Folding@Home on dual processor Gentoo/Linux machine

drasnordrasnor Starship OperatorHawthorne, CA Icrontian
edited March 2005 in Folding@Home
It's vacation and I'm moving my entire farm over to Linux. I can install a single instance of Folding by typing
emerge foldingathome
but that only gets me halfway there on my dual processor machines.

Any ideas?

-drasnor :fold:

Comments

  • drasnordrasnor Starship Operator Hawthorne, CA Icrontian
    edited January 2005
    Nevermind, I solved my own problem. Basically, just create another Folding directory and modify the initscript.

    -drasnor :fold:
  • mmonninmmonnin Centreville, VA
    edited January 2005
    Glad you got it fixed cause I would have been no help.;)
  • drasnordrasnor Starship Operator Hawthorne, CA Icrontian
    edited January 2005
    For one reason or another I notice an enormous speedup using Linux over Windows. On the same WU my 1.3GHz Celeron running Gentoo gets the same frame times as each instance on my dual Opterons running Windows XP. I think it has to do with the fact that folding is one of only 5 or 6 processes running on the Linux box whereas it shares processor time with like 40 or so Windows processes on the Opterons.

    Not running a GUI probably helps too.

    -drasnor :fold:
  • mmonninmmonnin Centreville, VA
    edited January 2005
    Oh wow!

    What type of WUs are those? Gromacs or tinkers?

    Do you have any stats from the Windows install that you can compare to the Linux install? Something to compare direct frame times between the OSs.
  • drasnordrasnor Starship Operator Hawthorne, CA Icrontian
    edited January 2005
    Gromacs.

    Unfortunately I didn't keep the logs from when those machines were running Win2k.
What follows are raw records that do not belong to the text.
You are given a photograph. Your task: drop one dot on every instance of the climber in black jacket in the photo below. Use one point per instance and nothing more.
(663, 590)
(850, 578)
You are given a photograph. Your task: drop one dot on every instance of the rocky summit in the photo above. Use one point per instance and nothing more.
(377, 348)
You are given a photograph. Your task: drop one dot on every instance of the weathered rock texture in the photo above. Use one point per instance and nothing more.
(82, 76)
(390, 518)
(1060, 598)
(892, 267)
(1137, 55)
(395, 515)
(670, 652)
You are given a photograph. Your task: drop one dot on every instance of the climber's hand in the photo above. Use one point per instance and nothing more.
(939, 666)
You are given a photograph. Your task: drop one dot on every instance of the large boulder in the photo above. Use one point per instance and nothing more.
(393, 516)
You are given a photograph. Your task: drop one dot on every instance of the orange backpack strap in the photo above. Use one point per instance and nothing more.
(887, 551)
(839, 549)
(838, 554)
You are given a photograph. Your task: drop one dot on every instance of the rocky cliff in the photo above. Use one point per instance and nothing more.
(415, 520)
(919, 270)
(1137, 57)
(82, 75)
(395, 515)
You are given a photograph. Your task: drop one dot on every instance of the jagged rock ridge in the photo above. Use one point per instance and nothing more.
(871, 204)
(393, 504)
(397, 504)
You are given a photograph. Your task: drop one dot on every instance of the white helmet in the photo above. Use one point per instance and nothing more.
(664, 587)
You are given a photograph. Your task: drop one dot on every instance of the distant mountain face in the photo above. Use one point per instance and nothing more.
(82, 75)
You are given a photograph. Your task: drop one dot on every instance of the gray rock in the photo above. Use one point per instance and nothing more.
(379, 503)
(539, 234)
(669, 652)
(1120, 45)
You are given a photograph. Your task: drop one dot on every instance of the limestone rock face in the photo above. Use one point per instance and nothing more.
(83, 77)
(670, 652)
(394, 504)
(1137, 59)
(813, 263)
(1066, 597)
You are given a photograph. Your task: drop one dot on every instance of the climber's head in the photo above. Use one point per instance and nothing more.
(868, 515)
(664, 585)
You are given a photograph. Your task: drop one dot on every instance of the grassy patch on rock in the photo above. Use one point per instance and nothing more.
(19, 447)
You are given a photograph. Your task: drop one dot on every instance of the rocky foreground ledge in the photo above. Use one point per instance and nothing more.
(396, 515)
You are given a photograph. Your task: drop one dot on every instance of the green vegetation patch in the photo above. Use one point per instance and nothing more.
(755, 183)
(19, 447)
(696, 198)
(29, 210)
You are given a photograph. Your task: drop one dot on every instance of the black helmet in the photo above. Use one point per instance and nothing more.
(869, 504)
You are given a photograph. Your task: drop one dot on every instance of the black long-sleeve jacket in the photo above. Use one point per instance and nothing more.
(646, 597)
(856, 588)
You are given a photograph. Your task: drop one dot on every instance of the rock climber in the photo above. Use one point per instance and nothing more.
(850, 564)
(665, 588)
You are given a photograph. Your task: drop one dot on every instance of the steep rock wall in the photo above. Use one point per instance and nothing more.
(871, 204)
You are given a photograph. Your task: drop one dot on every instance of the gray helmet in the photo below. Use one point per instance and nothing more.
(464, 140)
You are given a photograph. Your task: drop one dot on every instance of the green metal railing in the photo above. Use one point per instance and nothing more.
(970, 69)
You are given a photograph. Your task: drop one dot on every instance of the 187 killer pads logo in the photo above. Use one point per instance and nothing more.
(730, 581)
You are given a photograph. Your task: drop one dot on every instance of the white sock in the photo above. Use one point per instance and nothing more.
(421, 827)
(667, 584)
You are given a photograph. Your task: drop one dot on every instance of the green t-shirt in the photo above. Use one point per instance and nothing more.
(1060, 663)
I just remember it being a somewhat slower than it is now. In any case, this comparison isn't particularly helpful since the platforms are completely different, but here goes.

    from Morkeleb (WinXP Pro, 2x Athlon MP 2100+ (Palomino), FAH instance #2 of 2)
    [01:11:51] Protein: p724_Abeta21-43-amberGS
    [01:11:51]
    [01:11:51] Writing local files
    [01:11:52] Extra SSE boost OK.
    [01:11:53] Writing local files
    [01:11:53] Completed 0 out of 125000 steps (0)
    [01:23:57] Writing local files
    [01:23:57] Completed 1250 out of 125000 steps (1)
    [01:36:02] Writing local files
    [01:36:02] Completed 2500 out of 125000 steps (2)
    [01:48:06] Writing local files
    [01:48:06] Completed 3750 out of 125000 steps (3)
    Chipset: AMD 760MPX
    RAM: 1GB registered ECC PC2100 cl2

    from Tiamat (Gentoo Linux, 2x Pentium III Cu 1.1GHz, FAH instance #1 of 2)
    [12:16:47] Protein: p724_Abeta21-43-amberGS
    [12:16:47]
    [12:16:47] Writing local files
    [12:16:47] Completed 67115 out of 125000 steps (54%)
    [12:16:48] Extra SSE boost OK.
    [12:23:36] Writing local files
    [12:23:36] Completed 68750 out of 125000 steps (55%)
    [12:45:36] Writing local files
    [12:45:36] Completed 70000 out of 125000 steps (56%)
    [13:07:37] Writing local files
    [13:07:37] Completed 71250 out of 125000 steps (57%)
    Chipset: Intel i440BX
    RAM: 512MB PC100 cl3

    It's also worth mentioning that I never could get the SSE boost working with my Opteron system so it's doing straight FPU math. With forceasm turned on, Folding would frequently crash with LINCS errors. The people at Folding Community were less than helpful (to put it mildly) except for one guy who actually read my post instead of just telling me to stop overclocking my $1000 processors (which weren't/aren't overclocked at all).

    -drasnor :fold:
  • edited January 2005
    Yeah, the folding community is full of a bunch of asshats whose stock answer is to stop overclocking instead of actually reading your post. :rolleyes::mad:
  • mmonninmmonnin Centreville, VA
    edited January 2005
    Well they are about the same with the P3s being at a lot lower clock speed. Sounds pretty nice. Having SSE is pretty much a necessity for working on Gromacs, otherwise production is Severely reduced.
  • drasnordrasnor Starship Operator Hawthorne, CA Icrontian
    edited March 2005
    As of the latest ebuilds Gentoo takes care of everything for you so you don't need to manually edit the scripts or install multiple instances. Another in a long list of great reasons to use Gentoo.

    If you're currently using the old FAH v4 ebuilds you will need to manually unmerge (emerge --unmerge foldingathome) and delete your /etc/init.d/foldingathome script prior to emerging the new ebuild.